Todo tiene origen en esta película de camioneros espaciales claustrofóbicamente malsana, en la que los inocentes tripulantes de un carguero son perseguidos por un ser extraño, desconocido y letal. Para un espectador actual, resulta sorprendente la calma con la que se presenta la situación. Scott se toma su tiempo para presentar a todos los personajes, hacernos partícipes de su rutina cotidiana y aprendamos a distinguirlos y a quererlos un poco. Ninguno de ellos es carne de slasher, sino compañeros que vemos cada a día en nuestro trabajo.

Después, un extraño parto (historia pura del cine) da lugar a un ser bípedo de dientes afilados, piel pegajosa, una mala leche descomunal y una inteligencia aún mayor. Sin embargo, tal como ocurre en Tiburón, el monstruo apenas se muestra, es incognoscible y aberrante. Sabemos que está ahí. Atisbamos algunas partes y contemplamos el resultado de sus acciones, las carreras por el pasillo, los cadáveres destrozados o la sangre ácida que cae y perfora los pisos… Pero no le vemos, no sabemos de qué es capaz y Scott puede así acojonarnos y sorprendernos con cada nueva aparición del depredador perfecto. 
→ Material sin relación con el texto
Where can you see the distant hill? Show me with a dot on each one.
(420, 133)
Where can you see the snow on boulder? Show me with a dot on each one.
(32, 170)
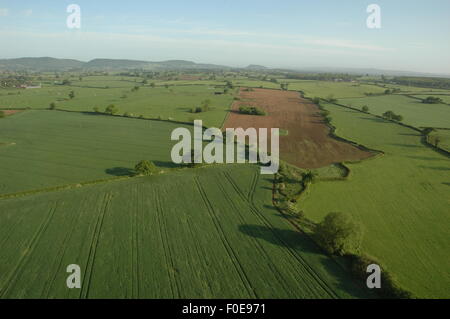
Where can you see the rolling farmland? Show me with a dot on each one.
(174, 102)
(307, 144)
(404, 203)
(415, 112)
(51, 148)
(204, 233)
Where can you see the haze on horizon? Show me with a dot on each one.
(291, 34)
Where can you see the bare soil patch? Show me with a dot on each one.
(308, 144)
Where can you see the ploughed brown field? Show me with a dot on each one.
(308, 144)
(11, 112)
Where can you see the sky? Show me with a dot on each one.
(414, 34)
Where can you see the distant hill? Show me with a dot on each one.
(256, 67)
(60, 65)
(39, 64)
(52, 64)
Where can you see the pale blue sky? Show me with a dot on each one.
(291, 33)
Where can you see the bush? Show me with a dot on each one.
(338, 234)
(111, 109)
(251, 110)
(145, 167)
(392, 116)
(389, 288)
(432, 100)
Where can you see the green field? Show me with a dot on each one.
(402, 200)
(444, 135)
(340, 90)
(414, 112)
(445, 98)
(51, 148)
(175, 102)
(202, 233)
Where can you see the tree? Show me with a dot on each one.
(308, 177)
(331, 98)
(339, 234)
(432, 100)
(427, 130)
(205, 105)
(145, 167)
(111, 109)
(437, 140)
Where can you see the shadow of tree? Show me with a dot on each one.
(165, 164)
(120, 171)
(300, 243)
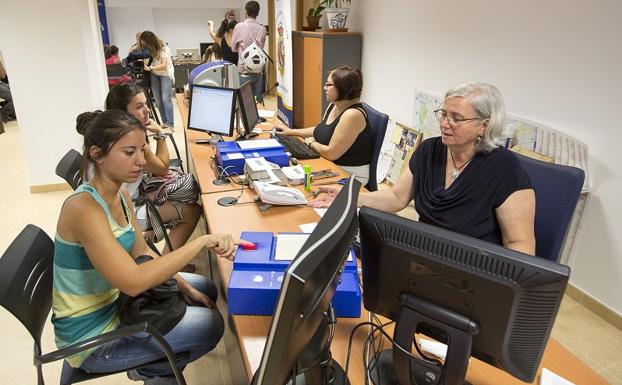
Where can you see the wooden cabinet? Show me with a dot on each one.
(315, 54)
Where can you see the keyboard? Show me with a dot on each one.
(296, 147)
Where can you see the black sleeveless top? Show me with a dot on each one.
(226, 52)
(359, 154)
(468, 205)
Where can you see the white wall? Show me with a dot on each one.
(56, 72)
(184, 26)
(558, 62)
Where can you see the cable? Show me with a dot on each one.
(379, 328)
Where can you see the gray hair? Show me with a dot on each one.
(487, 102)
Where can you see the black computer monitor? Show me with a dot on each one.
(212, 110)
(299, 336)
(248, 109)
(484, 300)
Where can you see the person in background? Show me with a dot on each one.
(462, 181)
(211, 53)
(112, 55)
(131, 98)
(244, 34)
(223, 38)
(162, 75)
(7, 112)
(343, 135)
(95, 246)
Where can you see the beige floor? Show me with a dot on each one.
(588, 336)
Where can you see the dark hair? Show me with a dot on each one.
(152, 42)
(103, 129)
(121, 95)
(348, 81)
(252, 9)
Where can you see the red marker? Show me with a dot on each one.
(246, 245)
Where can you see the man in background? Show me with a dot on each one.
(244, 34)
(7, 112)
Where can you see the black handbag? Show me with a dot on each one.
(162, 306)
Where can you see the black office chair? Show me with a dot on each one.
(69, 168)
(557, 190)
(378, 123)
(26, 292)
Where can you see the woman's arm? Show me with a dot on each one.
(390, 200)
(83, 221)
(351, 124)
(516, 217)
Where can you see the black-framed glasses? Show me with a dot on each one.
(441, 114)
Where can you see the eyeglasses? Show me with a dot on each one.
(452, 120)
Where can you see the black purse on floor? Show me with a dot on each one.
(162, 306)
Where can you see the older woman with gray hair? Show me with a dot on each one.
(461, 180)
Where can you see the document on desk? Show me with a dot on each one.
(289, 244)
(257, 144)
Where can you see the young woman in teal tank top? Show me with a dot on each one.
(96, 243)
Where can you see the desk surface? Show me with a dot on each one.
(252, 330)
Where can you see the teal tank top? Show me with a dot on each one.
(83, 302)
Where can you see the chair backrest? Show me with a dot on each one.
(26, 279)
(557, 190)
(378, 124)
(69, 168)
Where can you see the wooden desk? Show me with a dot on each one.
(201, 158)
(245, 335)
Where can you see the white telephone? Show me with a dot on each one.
(279, 195)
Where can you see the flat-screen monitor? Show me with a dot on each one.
(248, 109)
(299, 332)
(212, 110)
(500, 302)
(188, 53)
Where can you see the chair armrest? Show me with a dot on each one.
(111, 336)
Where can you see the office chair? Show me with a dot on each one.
(69, 168)
(26, 292)
(378, 124)
(557, 190)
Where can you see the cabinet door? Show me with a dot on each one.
(312, 80)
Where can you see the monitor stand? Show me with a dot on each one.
(315, 364)
(396, 367)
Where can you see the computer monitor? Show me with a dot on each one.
(484, 300)
(299, 334)
(212, 110)
(188, 54)
(248, 109)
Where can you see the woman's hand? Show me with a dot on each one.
(153, 127)
(326, 199)
(222, 244)
(195, 297)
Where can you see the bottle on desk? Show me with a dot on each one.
(307, 170)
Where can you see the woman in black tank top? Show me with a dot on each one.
(223, 37)
(343, 135)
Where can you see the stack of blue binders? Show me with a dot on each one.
(256, 280)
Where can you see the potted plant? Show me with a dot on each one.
(336, 14)
(315, 14)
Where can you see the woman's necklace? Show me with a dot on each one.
(457, 170)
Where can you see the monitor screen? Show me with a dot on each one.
(212, 110)
(248, 107)
(308, 286)
(509, 298)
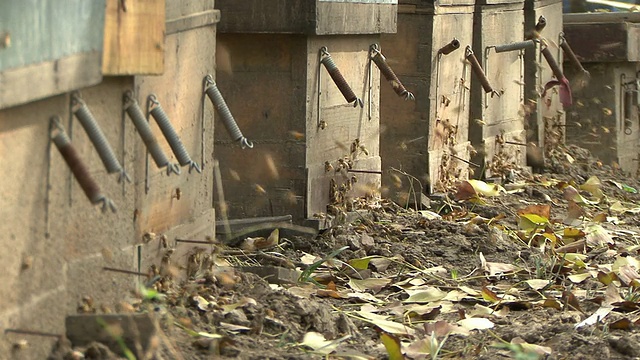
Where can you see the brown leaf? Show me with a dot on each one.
(441, 328)
(328, 293)
(622, 324)
(628, 275)
(465, 191)
(607, 278)
(543, 210)
(575, 247)
(612, 295)
(489, 295)
(570, 299)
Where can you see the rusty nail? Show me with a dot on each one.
(195, 241)
(130, 272)
(32, 332)
(365, 171)
(464, 160)
(515, 143)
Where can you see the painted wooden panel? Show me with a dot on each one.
(42, 30)
(56, 44)
(134, 37)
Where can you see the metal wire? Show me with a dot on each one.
(221, 107)
(450, 47)
(137, 117)
(339, 80)
(171, 135)
(520, 45)
(553, 64)
(79, 170)
(388, 73)
(98, 138)
(568, 51)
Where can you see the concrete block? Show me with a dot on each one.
(137, 331)
(273, 274)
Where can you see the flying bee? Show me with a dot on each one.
(271, 165)
(177, 194)
(296, 135)
(327, 166)
(234, 175)
(259, 189)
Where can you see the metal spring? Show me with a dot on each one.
(79, 170)
(568, 51)
(388, 73)
(477, 69)
(553, 64)
(520, 45)
(338, 79)
(98, 138)
(212, 91)
(450, 47)
(171, 135)
(142, 125)
(541, 24)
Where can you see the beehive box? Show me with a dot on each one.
(544, 116)
(604, 118)
(497, 120)
(302, 128)
(427, 138)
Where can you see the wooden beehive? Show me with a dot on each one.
(285, 102)
(497, 120)
(428, 138)
(604, 118)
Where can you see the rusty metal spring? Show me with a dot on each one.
(520, 45)
(477, 69)
(450, 47)
(212, 91)
(77, 167)
(568, 51)
(388, 73)
(170, 134)
(142, 125)
(338, 79)
(541, 24)
(98, 138)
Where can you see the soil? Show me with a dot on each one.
(473, 260)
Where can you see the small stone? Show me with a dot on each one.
(367, 241)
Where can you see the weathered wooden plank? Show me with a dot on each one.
(193, 21)
(604, 42)
(134, 37)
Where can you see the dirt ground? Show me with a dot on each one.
(545, 266)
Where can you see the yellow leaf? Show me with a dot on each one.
(361, 263)
(392, 344)
(476, 323)
(486, 189)
(578, 278)
(423, 296)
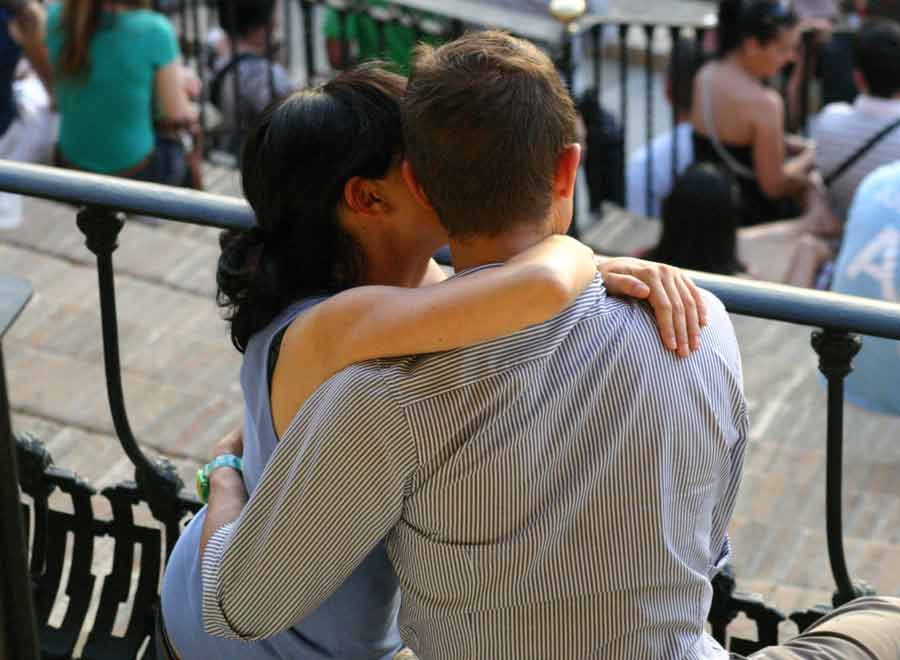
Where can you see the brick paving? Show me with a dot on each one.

Sí, el Alien es un ser tan alejado de la humanidad que nos desagrada en todo momento, pero no es sólo el bicho quién nos causa desazón. El diseño de la nave está concebido para causar incomodidad. La suciedad y el polvo de la nave se complementan con una atmósfera tensa y la amenaza latente de una muerte salvaje e implacable. La influencia del diseño de Giger es tan gigantesca que no podemos sino felicitar el admirable trabajo que realizó este pervertido suizo y agradecer el buen uso que Scott hace del mismo. Las vidas de mucha gente no habrían sido las mismas sin la capacidad que este universo vibrante genera. Alien es una de las obras capitales de la ciencia ficción en la pantalla grande por su irrepetible capacidad para causarte incomodidad simplemente avivando tus propios miedos al mismo tiempo que atrayéndote para explorar un mundo nuevo en el que alucinar con las formas que lo pueblan y cómo estas nacen, se alimentan y matan. Todo el género se ve sacudido por su influencia y se convierte en una obra de obligado visionado para el que quiera profundizar y entender la ciencia ficción.

Y luego está Ripley. Después de años y años de princesas desvalidas a las que salvar, por fin llega una mujer con iniciativa, luchadora e intrépida. La interpretación de Sigourney Weaver sorprendió a todos y la elevó al Olimpo de las Diosas cinematográficas.  Años tardaríamos en volver a ver una heroína que se las basta sola y que combate hasta las últimas consecuencias en la pantalla grande. No es una mujer imposible, no es un ideal. Simplemente, es Ripley, una teniente que hace lo que debe hacerse cuando debe hacerse. Mola. 


Ridley Scott consigue lo más difícil en el cine: juntar imágenes impactantes, personajes míticos y toneladas de tensión con las que mantenerte a tope durante dos horas sin apenas recursos. La acción es constante pero sus estallidos se encuentran perfectamente medidos y cronometrados. La película no tiene ningún punto muerto y su entorno biotecnológico retro-futurista (toma ya) te atrapa y te lanza hacia un horror del que es difícil salir sin haber sufrido. Queda poco por decir que no se haya dicho ya sobre ella, salvo que se trata de una película de obligado visionado para “disfrutar” de su tensión, intriga y claro, está, del miedo… aunque en el espacio nadie pueda oír sus gritos.